Türk Düşüncesinde Filozof ‘deli Filozof’ Mudur?

Yayın Yılı:
2018
Yayıncı:
Uluslararası Türk Dünyası Araştırmaları Sempozyumu
Dil:
Turkish
Disipline:
Kültür ve Medya Çalışmaları
Konu:
Scandinavian,Latin American Cinema and TV
Özet:
Özet Tanzimat'tan, Cumhuriyet ve sonrasına kadar İstanbul'da yaşayan biri olarak Türk toplumunun düşünce dünyasına katkı sağlayan Hüseyin Rahmi Gürpınar (1864Gürpınar ( -1944 bırakmış olduğu pek çok yayınında Türk toplumunu incelemeye almış, bu hususta tanıtımlar yapmış ve dönemin koşulları hakkında fikirler vermeye çalışmıştır. O Deli Filozof (1964) isimli eserinde, Avrupa aydınlanmasının Osmanlı Devleti'nin son dönemindeki etkilerini ve toplumun özelliklerinin yanı sıra ülkeye yeni girmiş pozitivizm gibi akımların etkisini yansıtmaya çalışmıştır. Gürpınar'ın yapıtları refah içinde yaşanacak bir toplum için sadece ekonomik, siyasal ya da askeri olayları konu edinmez, kültürel öğeleri de ele alıp incelemek gerektiğinin altını çizer. Özellikle kültürümüzde yer alan ve toplumsal gelişmelere ket vuran dogmatik düşünceleri, batıl inançları irdeleyerek, bilimin ışığında aydınlanmaya çalışılan düşünsel düzeyden söz eder. O, pozitivizmin etkisiyle akla ve bilime dayalı bir bilinç geliştirmenin gerekliliğini ortaya koyar ve geleneksel yapıda yer alan ahlaki ögeleri de bu çerçevede oluşturmaya çalışır. Dönemi itibariyle yapmaya çalıştığı bu zihniyeti değiştirme faaliyeti bugün hala bizim gündemimizde önemli bir yer tutmaktadır. Ülkemizde ve Türk düşüncesinde felsefenin durumuna ve özelikle son yıllarda yapılan çalışmalara baktığımızda Grek kökenli philosophia'nın anlamını irdelemeye çalıştığımız ve bunu geliştirmek için çaba sarf ettiğimiz görülmektedir. Artık daha sıkça yapılan çalışmalar Türk dilinde felsefe yapmanın imkânını, ülkemizde felsefeyi geliştirmenin koşullarını tartışmaya başlamıştır. İşte bu tartışmalardan hareketle bu çalışmada Gürpınar'ın eseri incelenerek ülkemizde felsefenin o dönem koşulları itibariyle nasıl ele alındığının ve günümüzde felsefeye ve felsefenin konu alanlarına nasıl bakıldığının izi sürülmeye çalışılacaktır.

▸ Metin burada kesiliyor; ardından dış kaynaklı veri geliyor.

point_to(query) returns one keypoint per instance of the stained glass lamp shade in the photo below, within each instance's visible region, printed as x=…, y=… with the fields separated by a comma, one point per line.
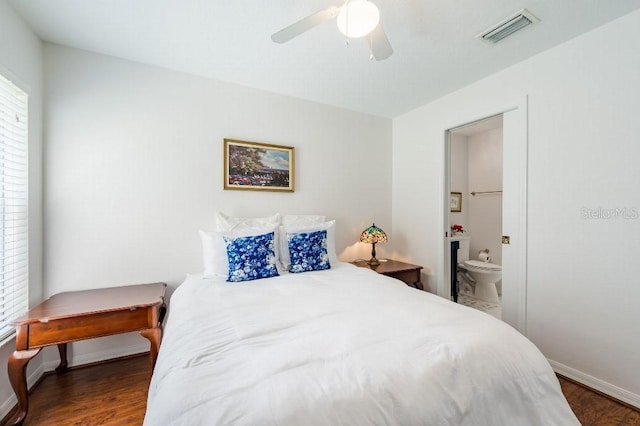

Is It A Crazy, A Crazy, A Crazy, A Crazy, A Crazy?
Is The Philosopher A 'mad Philosopher' In Turkish Thought? (AI)

Yayın Yılı:
2018
Yayıncı:
Uluslararası Türk Dünyası Araştırmaları Sempozyumu
Dil:
Turkish
Disiplin:
Scandinavian,Latin American Cinema and TV
Konu:
Scandinavian,Latin American Cinema and TV
Özet:
:
As a person living in Istanbul, from the resume to the republic and afterwards, Hussein Rahmi Gürpınar (1864Gürpınar) contributed to the world of thought of the Turkish society, and in many publications he left (1944), he studied the Turkish society, made promotions in this regard and tried to give ideas about the circumstances of the period.In his work, called the crazy philosopher (1964) he tried to reflect the influences of Europe's enlightenment in the last period of the Ottoman state and the characteristics of society, as well as the influence of newly entered positivism in the country.Gürpınar’s works not only concern economic, political or military events for a prosperous society, but also emphasize that cultural elements should be addressed and studied.The dogmatic thoughts that are present in our culture, and that hit the social developments, speak of the mental level that is attempted to illuminate in the light of science, by turning into the western beliefs.It demonstrates the need for the development of a consciousness based on mind and science through the influence of positivism and tries to create the moral objects in the traditional structure in this framework.The activity of changing the mind that he tried to do from time to time still holds an important place in our agenda today.When we look at the state of philosophy in our country and in the Turkish thought, and especially the studies that have been done in recent years, it appears that we are trying to understand the meaning of Greek philosophy and we are trying to improve it.Now more frequent studies have begun to discuss the possibility of making philosophy in the Turkish language, the conditions of developing philosophy in our country.Thus, by moving from these discussions in this study, the work of Gürpınar will be studied and we will try to track how philosophy in our country is addressed according to the circumstances of that period and how philosophy and philosophy are viewed today.